Hb1ac is 6.2, gone up a little, but they are very very pleased with me.

Back in 4 weeks for heart scan on baby then at 28 weeks for a growth scan.

xx


----------



## bigpurpleduck (Sep 30, 2010)

Wonderful news Phoebe!! Am so happy and excited for you, you must be thrilled to bits!

Many congratulations on the gender, healthy baby and A1c!


----------



## Steff (Sep 30, 2010)

PhoebeC said:


> Hello,
> 
> Its a girl!!!!
> 
> ...



Aww lovely nice to know the sex you can go out and buy pink now hehe, any discussion on names Phobe?

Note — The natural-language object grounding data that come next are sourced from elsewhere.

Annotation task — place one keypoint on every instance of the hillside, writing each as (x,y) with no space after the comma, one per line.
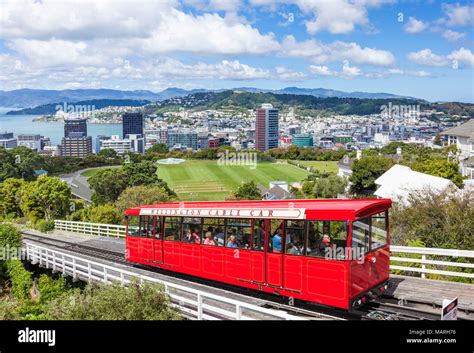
(95,103)
(28,98)
(240,100)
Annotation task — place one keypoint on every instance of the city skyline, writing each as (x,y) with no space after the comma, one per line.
(413,48)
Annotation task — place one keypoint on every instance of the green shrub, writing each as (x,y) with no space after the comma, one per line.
(50,288)
(9,236)
(44,226)
(113,302)
(20,279)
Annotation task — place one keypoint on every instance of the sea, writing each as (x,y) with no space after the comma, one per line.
(24,124)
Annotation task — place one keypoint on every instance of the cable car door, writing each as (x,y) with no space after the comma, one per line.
(146,238)
(274,252)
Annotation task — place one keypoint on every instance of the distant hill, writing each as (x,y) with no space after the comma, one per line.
(29,98)
(52,108)
(242,100)
(324,93)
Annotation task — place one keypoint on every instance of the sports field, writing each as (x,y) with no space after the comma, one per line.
(206,180)
(321,165)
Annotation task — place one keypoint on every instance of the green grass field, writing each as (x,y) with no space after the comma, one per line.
(206,180)
(321,165)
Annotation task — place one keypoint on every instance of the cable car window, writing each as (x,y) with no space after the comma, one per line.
(238,233)
(143,226)
(192,230)
(213,231)
(133,229)
(258,235)
(327,239)
(157,227)
(360,236)
(172,228)
(294,237)
(379,230)
(275,238)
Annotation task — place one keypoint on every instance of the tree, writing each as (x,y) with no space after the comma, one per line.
(366,170)
(47,196)
(329,187)
(108,184)
(158,148)
(10,197)
(141,195)
(248,191)
(113,302)
(107,213)
(8,168)
(441,168)
(107,153)
(143,173)
(440,220)
(10,237)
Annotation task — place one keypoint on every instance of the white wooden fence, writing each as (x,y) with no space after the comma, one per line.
(425,256)
(192,303)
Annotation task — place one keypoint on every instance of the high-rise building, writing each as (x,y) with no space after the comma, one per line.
(302,140)
(75,142)
(7,140)
(132,124)
(32,141)
(266,128)
(182,138)
(76,126)
(76,145)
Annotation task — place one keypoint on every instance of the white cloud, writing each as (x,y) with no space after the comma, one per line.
(427,57)
(320,70)
(459,15)
(207,34)
(286,74)
(334,16)
(347,71)
(321,53)
(453,36)
(461,57)
(415,26)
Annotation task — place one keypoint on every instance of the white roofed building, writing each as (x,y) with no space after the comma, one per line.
(400,181)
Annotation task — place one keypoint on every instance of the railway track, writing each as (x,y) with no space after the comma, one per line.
(379,309)
(79,248)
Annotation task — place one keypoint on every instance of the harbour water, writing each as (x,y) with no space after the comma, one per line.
(23,124)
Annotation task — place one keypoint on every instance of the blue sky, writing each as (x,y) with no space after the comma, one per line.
(416,48)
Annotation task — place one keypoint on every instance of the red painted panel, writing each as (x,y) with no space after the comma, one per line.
(327,281)
(172,252)
(257,264)
(133,248)
(293,274)
(212,260)
(191,257)
(146,249)
(158,244)
(274,270)
(237,263)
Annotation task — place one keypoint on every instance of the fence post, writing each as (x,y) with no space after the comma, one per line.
(423,266)
(239,312)
(199,306)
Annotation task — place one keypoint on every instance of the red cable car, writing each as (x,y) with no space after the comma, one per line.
(330,252)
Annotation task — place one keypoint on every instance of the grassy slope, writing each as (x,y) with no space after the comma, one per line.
(321,165)
(205,180)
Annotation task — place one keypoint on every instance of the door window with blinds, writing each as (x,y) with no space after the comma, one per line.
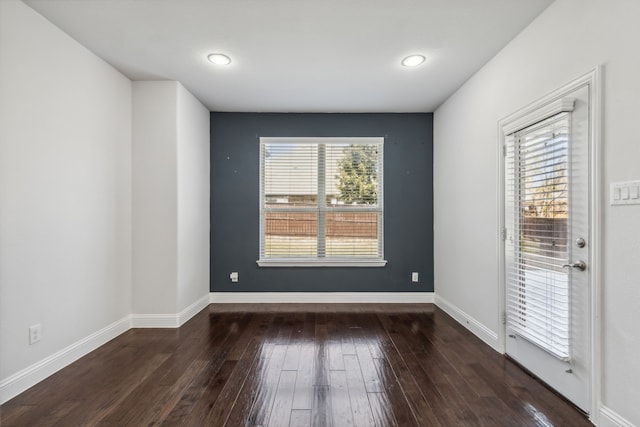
(537,208)
(321,202)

Hba is still amazing hun so well done to you on all fronts xx


----------



## rachelha (Sep 30, 2010)

So glad to hear all is going well.  I can't believe you are that far along already.  That is good you are getting growth scans.  I did not get any, I think the birth may have been handled differently if I had.

Can you feel her moving now?


----------



## Laura22 (Sep 30, 2010)

You are so lucky to find out you're having a girl! My hospital won't tell anyone. Matt and I have decided to just look carefully at the scans lol. 

Congratulations on finding out the sex. Got any names?? xx


----------



## Northerner (Sep 30, 2010)

Wonderful! Can I suggest 'Rapunzel'?


----------



## cazscot (Sep 30, 2010)

Fantastic news  xxx


----------



## PhoebeC (Oct 1, 2010)

Thanks everyone.

Its really nice to be told im doing really well, i think im doing ok. Good to hear.

I have felt her moving for about 2 weeks now, she never stops, ever.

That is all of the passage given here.